It appears Marvel Studio's She-Hulk: Attorney at Law is continuing to receive its fair share of negative feedback and comments almost a whole year since its initial premiere, with this particular complaint at hand coming from a stuntman who used to work on the hit Netflix series, Daredevil.
Charlie Cox's Matt Murdock was welcomed back by the fans with open arms, and for some, causing his minimal character appearance in the show to be the main reason to tune into every new episode of She-Hulk each week. Of course, the series received a very polarizing reception from fans and critics alike, with those claiming that the show ruined Daredevil's character too when he was first introduced.
This claim is now most evident, suprisingly coming from Charlie Cox's Stuntman, Chris Brewster, who served as the body-double in Netflix's Daredevil, and has now been replaced by Justin Eaton moving forward in the MCU. When Brewster made his appearance on the lkuzo Unscripted podcast, he expressed his complaints over the character's transition into the Marvel Cinematic Universe, and how he had been "badly" adapted in She-Hulk: Attorney at Law:
“I think that, now that the MCU has taken over the character, I think they are really, really hurting it. If you watch She-Hulk, they turned Daredevil into a cartoon. It’s all animated and it looks bad." - Chris Brewster, Ikuzo Unscripted Podcast
"You know, I love CG to enhance real movement, but if you don’t have any real movement, it just becomes a cartoon. It’s just CG, there’s no weight to it. And what always made the action on Daredevil so good is it was visceral. You felt what Charlie was feeling, between his performance and being in there, in the action." - Chris Brewster, Ikuzo Unscripted Podcast
"And anything that you saw, we really did. We had to put somebody on a wire, we needed something to enhance the movement. But it wasn’t a cartoon. It was live-action. And you will never match the energy that live-action has. So, I think that She-Hulk was a massive step-down as far as the movement goes and the action.” - Chris Brewster, Ikuzo Unscripted Podcast
Daredevil is a character whose movements and choreopgraphy are very real and grounded. In his show, there were never any tremendous expectations of using CGI-technology to pull off a certain fight sequence, which the show had given us a lot of, as it would have detracted from the realism of how Daredevil fights. Within those fight scenes, it all looked and felt very much realistic, because the crew used the machinery and tools necessary to bring it to life other than CGI, in the sense that the audience felt every punch and kick that were being thrown by Daredevil himself.

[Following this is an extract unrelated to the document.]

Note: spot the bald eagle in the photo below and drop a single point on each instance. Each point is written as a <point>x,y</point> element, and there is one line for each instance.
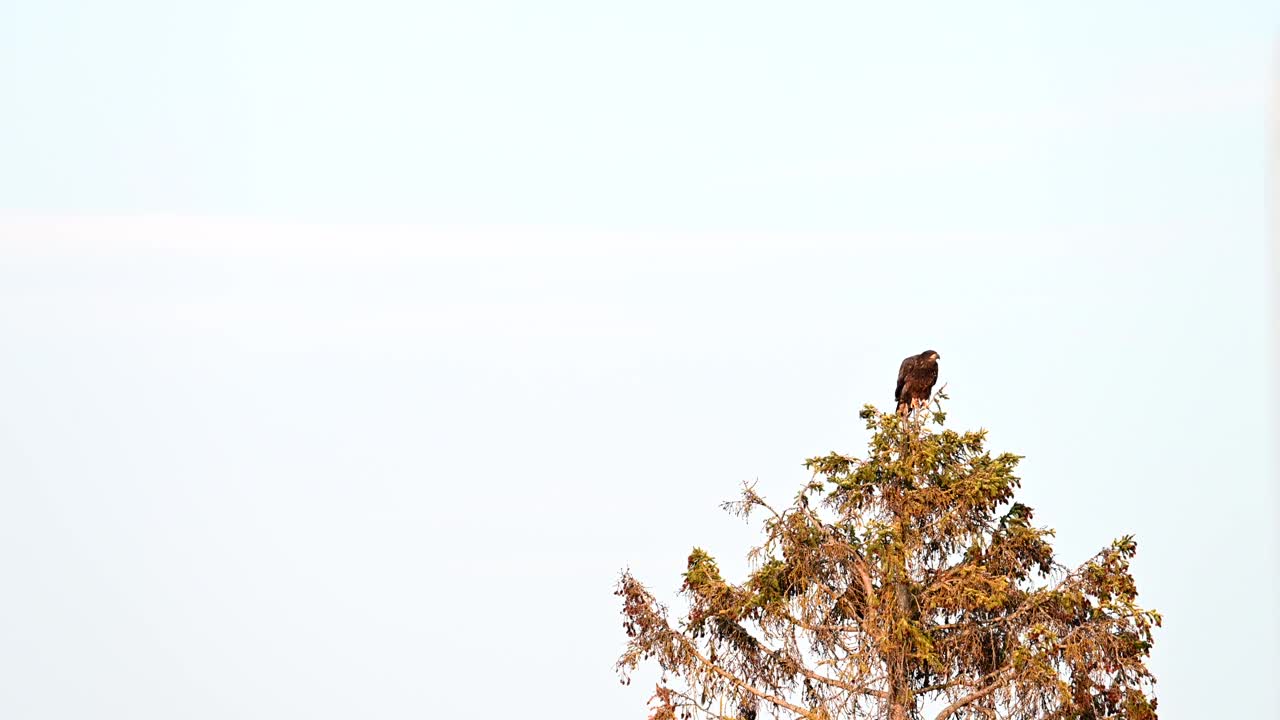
<point>915,378</point>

The movements and actions we saw Daredevil do in She-Hulk, especially during the fight sequence when the two heroes have their first interaction, there was an obvious usage of CGI effects, considering Daredevil was going up against a CGI creation like She-Hulk. Even in the scene when She-Hulk seizes Matt, and removes his helmet, we see Charlie Cox's head very-poorly pasted onto a CG body double.
In recent years, Marvel has become more "visual-effects driven" amid the production of their projects, but in light of the controversy that had risen against Marvel overworking their visual effects artists, which was publicly disclosed after She-Hulk: Attorney at Law, it is more possible for following projects such as Echo, and Daredevil: Born Again, which will be including the character, to take the time necessary to visually perfect their quality.